Back to glossary Technology

Document Chunking

The process of splitting documents into smaller, meaningful segments optimized for AI retrieval and processing in RAG systems.

Why Chunking Matters

Document chunking is the process of dividing documents into smaller, semantically meaningful segments for storage in vector databases and retrieval by AI systems. It is a critical yet often underappreciated step in building retrieval-augmented generation (RAG) pipelines. Chunking quality directly impacts retrieval accuracy: chunks that are too large dilute relevance, while chunks that are too small lose important context. Getting chunking right can improve RAG performance more than upgrading the language model itself.

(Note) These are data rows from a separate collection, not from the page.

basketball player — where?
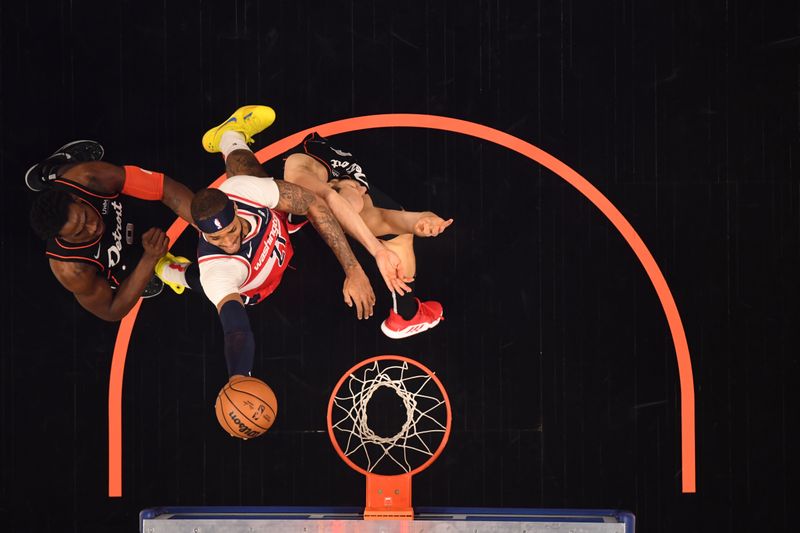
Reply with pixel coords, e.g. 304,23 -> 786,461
162,106 -> 375,377
244,133 -> 453,339
25,141 -> 198,321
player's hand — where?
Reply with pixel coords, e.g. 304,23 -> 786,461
342,266 -> 375,320
414,214 -> 453,237
142,228 -> 169,261
375,245 -> 414,295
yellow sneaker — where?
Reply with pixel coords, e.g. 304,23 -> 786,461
203,105 -> 275,154
154,252 -> 192,294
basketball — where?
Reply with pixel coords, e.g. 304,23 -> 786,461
214,376 -> 278,440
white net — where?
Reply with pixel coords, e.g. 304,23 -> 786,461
331,360 -> 447,475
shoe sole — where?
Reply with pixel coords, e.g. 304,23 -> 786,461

The fundamental challenge is preserving meaning at the segment level while keeping chunks small enough for precise retrieval and within model context window limits.

Chunking Strategies

Fixed-size chunking splits text at regular character or token intervals — simple but often breaks mid-sentence or mid-concept. Recursive character splitting divides text at natural boundaries (paragraphs, sentences) within size constraints. Semantic chunking uses embedding similarity to group related content, creating chunks that represent coherent ideas. Document-structure-aware chunking respects headings, sections, and formatting to maintain the author's organizational logic.

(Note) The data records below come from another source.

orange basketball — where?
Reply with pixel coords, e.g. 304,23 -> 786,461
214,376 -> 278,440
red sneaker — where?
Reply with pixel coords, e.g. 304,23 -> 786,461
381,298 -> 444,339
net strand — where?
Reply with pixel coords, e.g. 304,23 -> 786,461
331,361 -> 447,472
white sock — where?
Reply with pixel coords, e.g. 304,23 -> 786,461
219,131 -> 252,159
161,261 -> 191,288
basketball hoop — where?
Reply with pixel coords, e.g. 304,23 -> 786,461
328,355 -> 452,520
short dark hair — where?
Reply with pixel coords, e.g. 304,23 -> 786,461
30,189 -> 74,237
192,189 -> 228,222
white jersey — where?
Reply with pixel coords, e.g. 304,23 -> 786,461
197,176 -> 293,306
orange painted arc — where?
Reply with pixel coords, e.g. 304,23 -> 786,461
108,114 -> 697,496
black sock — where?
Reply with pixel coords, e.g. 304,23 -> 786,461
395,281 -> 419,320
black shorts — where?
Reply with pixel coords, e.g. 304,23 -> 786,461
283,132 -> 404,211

For structured documents like technical manuals or legal contracts, hierarchy-aware chunking preserves parent-child relationships between sections and subsections, enabling the retrieval system to return context alongside specific details.

Optimization Techniques

Overlap between consecutive chunks ensures that concepts spanning chunk boundaries are not lost — typically 10-20% overlap works well. Metadata enrichment attaches section titles, document source, and page numbers to each chunk for better filtering and attribution. Chunk size should be tuned empirically for your specific use case: test different sizes and measure retrieval quality on representative queries. Consider creating multiple chunk sizes from the same content, using small chunks for precise retrieval and larger chunks for providing context to the language model. Regularly evaluate chunking quality as your document corpus evolves.